Other health communication related activities have involved the creation of Spanish language traffic safety materials Educación de seguridad en el tránsito (EST) [Education in Traffic Safety], a two-year project addressing the high rate of traffic-related injuries among native Spanish-speakers. The project was designed to foster the development of effective educational materials in Spanish. It was conducted by Education Development Center, Inc. (EDC) in Newton, Massachusetts with the support of three partners: the AAA Foundation for Traffic Safety (AAAFTS), the National Highway Traffic Safety Administration (NHTSA), and the FIA Foundation for the Automobile and Society. The four project objectives: 1) to identify, collect, and describe existing traffic safety educational materials produced in Spanish; 2) to develop and refine best-practice guidelines for individuals/entities seeking to create/modify traffic safety educational materials for Spanish-speaking audiences; 3) to develop a "model" example of a culturally and linguistically appropriate traffic safety material in Spanish; 4) to disseminate project materials, relevant research, and products.

The EST project builds on research completed in Seated for Safety(SFS), a unique study of child passenger safety educational materials funded by AAAFTS. The SFS study found that most child passenger safety educational materials targeting lay audiences are not appropriate for diverse cultural groups, including native Spanish-speakers. Although 30% of compiled materials were available in Spanish, most had never been field-tested to determine their appropriateness for Spanish-speaking audiences. Further, most of the materials were simply a direct translation from English to Spanish, which rarely results in culturally appropriate educational materials.

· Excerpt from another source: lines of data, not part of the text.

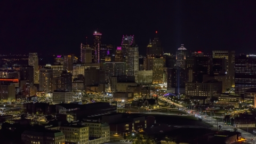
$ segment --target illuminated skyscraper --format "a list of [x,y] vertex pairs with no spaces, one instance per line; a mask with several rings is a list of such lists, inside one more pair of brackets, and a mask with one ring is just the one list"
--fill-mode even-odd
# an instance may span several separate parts
[[126,47],[127,56],[125,57],[126,72],[127,76],[134,76],[135,81],[138,82],[139,71],[139,47],[132,44]]
[[39,69],[39,91],[46,93],[53,91],[53,70],[45,67]]
[[115,62],[123,62],[123,51],[121,46],[117,46],[116,49],[116,54],[115,54]]
[[154,57],[144,58],[145,70],[153,70],[153,83],[162,84],[163,83],[164,59],[163,57]]
[[235,86],[235,53],[234,51],[213,51],[213,58],[226,58],[227,75],[230,79],[232,86]]
[[176,66],[185,68],[186,57],[187,57],[187,49],[184,47],[183,44],[181,44],[181,46],[176,51]]
[[84,45],[81,43],[81,62],[92,63],[92,53],[93,49],[89,45]]
[[28,65],[33,66],[34,83],[39,83],[38,57],[37,53],[29,53],[28,56]]
[[134,35],[131,36],[123,36],[123,39],[122,39],[121,47],[123,51],[123,55],[124,56],[127,55],[127,49],[131,45],[135,45]]
[[256,87],[256,55],[236,56],[235,63],[235,93]]
[[152,56],[159,57],[163,56],[163,47],[161,47],[161,42],[159,40],[157,36],[157,31],[156,31],[156,37],[155,37],[151,43],[149,41],[149,44],[147,46],[147,57],[150,57]]
[[94,62],[95,63],[100,63],[100,44],[101,43],[101,34],[98,31],[95,31],[93,34],[94,38],[93,39],[93,46],[94,49]]

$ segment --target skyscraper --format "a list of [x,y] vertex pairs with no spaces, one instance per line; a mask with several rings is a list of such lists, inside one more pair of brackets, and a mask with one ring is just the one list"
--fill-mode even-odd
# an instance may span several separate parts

Professor Gallagher is a frequent invited speaker at conferences and is well known for her dedication to improving the injury prevention capacity of state and local health agencies; improving the availability, quality and use of non fatal injury data for program planning and policy development; bridging the gap between research and practice; and integrating injury and violence prevention within the training of public health and medical professionals, and within routine services offered by state and local agencies. Since working in the U.S. Congress, she has broadened her policy interests to include global health issues.

In addition to her professional health work, she is a gallery artist with a focus on photography and on monoprinting.

Professor Gallagher received her Bachelors degree in Psychology at Simmons College, Boston and her Masters in Public Health from Boston University. She also has appointments in the Department of Health Policy and Management at the Harvard University School of Public Health and in the Department of Socio-Behavioral Sciences at the Boston University School of Public Health. She received additional training from the Emerson College Summer Institute on Social Marketing and Health Communication and Johns Hopkins Summer Institute on Educational Diagnosis and Evaluation in Public Health and Medical Care.